Untuk mengatasi masalah kurangnya minat belajar siswa, Salah satu solusinya adalah dengan menggunakan media pembelajaran interaktif. Berikut adalah beberapa contoh media pembelajaran interaktif yang dapat meningkatkan minat belajar siswa:
1. Aplikasi Mobile Pembelajaran: Guru dapat menggunakan aplikasi mobile yang menyajikan materi pelajaran dalam bentuk interaktif, seperti kuis, video pembelajaran, dan simulasi.

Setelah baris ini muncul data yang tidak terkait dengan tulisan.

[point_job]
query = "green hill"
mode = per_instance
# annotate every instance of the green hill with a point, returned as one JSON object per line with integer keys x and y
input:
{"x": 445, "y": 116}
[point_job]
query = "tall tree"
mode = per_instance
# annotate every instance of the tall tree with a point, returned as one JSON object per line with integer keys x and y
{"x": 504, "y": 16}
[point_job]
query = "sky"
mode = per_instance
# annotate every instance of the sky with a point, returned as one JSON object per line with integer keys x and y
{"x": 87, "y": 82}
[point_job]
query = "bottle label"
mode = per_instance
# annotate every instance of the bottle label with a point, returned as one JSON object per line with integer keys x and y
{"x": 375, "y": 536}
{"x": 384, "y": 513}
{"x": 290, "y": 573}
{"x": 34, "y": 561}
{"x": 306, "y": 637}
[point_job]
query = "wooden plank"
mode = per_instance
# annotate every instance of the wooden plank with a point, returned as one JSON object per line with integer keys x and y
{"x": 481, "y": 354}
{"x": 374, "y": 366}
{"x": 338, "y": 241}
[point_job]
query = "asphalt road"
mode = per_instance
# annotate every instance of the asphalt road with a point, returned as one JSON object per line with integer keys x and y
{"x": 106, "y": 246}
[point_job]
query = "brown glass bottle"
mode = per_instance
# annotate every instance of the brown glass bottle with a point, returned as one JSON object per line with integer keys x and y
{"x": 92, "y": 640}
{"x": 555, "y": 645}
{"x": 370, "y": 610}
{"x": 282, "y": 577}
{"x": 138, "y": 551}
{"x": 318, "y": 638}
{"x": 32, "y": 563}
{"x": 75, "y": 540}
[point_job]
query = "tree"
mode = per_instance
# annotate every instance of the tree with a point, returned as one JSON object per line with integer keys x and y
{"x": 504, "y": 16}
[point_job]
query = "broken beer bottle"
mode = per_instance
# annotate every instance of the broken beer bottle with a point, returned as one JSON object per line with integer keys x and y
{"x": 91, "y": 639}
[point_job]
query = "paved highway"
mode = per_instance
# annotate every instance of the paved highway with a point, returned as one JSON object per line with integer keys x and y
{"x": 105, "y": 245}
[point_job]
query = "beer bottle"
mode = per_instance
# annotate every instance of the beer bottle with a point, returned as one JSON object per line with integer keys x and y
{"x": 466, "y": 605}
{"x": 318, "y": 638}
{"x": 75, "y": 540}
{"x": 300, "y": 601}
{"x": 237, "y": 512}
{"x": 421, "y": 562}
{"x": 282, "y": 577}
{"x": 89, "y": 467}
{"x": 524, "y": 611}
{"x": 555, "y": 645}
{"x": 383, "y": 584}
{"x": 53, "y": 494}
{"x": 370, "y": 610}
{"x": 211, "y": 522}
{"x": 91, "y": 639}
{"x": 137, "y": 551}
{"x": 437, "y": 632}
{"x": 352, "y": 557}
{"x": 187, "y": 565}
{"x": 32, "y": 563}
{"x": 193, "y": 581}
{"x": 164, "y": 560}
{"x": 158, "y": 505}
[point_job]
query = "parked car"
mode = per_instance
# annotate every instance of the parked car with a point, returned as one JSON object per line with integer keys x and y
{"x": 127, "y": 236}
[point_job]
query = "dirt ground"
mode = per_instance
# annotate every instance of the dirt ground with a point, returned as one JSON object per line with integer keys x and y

Aplikasi ini dapat membuat pembelajaran lebih menyenangkan dan menarik.
2. Permainan Edukatif: Permainan yang dirancang khusus untuk pendidikan dapat membantu siswa belajar sambil bermain. Ini mengubah pengalaman belajar menjadi pengalaman yang lebih interaktif dan menghibur.
3. Video Interaktif: Guru dapat menciptakan video pembelajaran interaktif di mana siswa dapat berinteraksi dengan konten video, menjawab pertanyaan, atau mengambil keputusan yang memengaruhi alur cerita. Hal ini akan memberikan pengalaman belajar yang lebih dinamis.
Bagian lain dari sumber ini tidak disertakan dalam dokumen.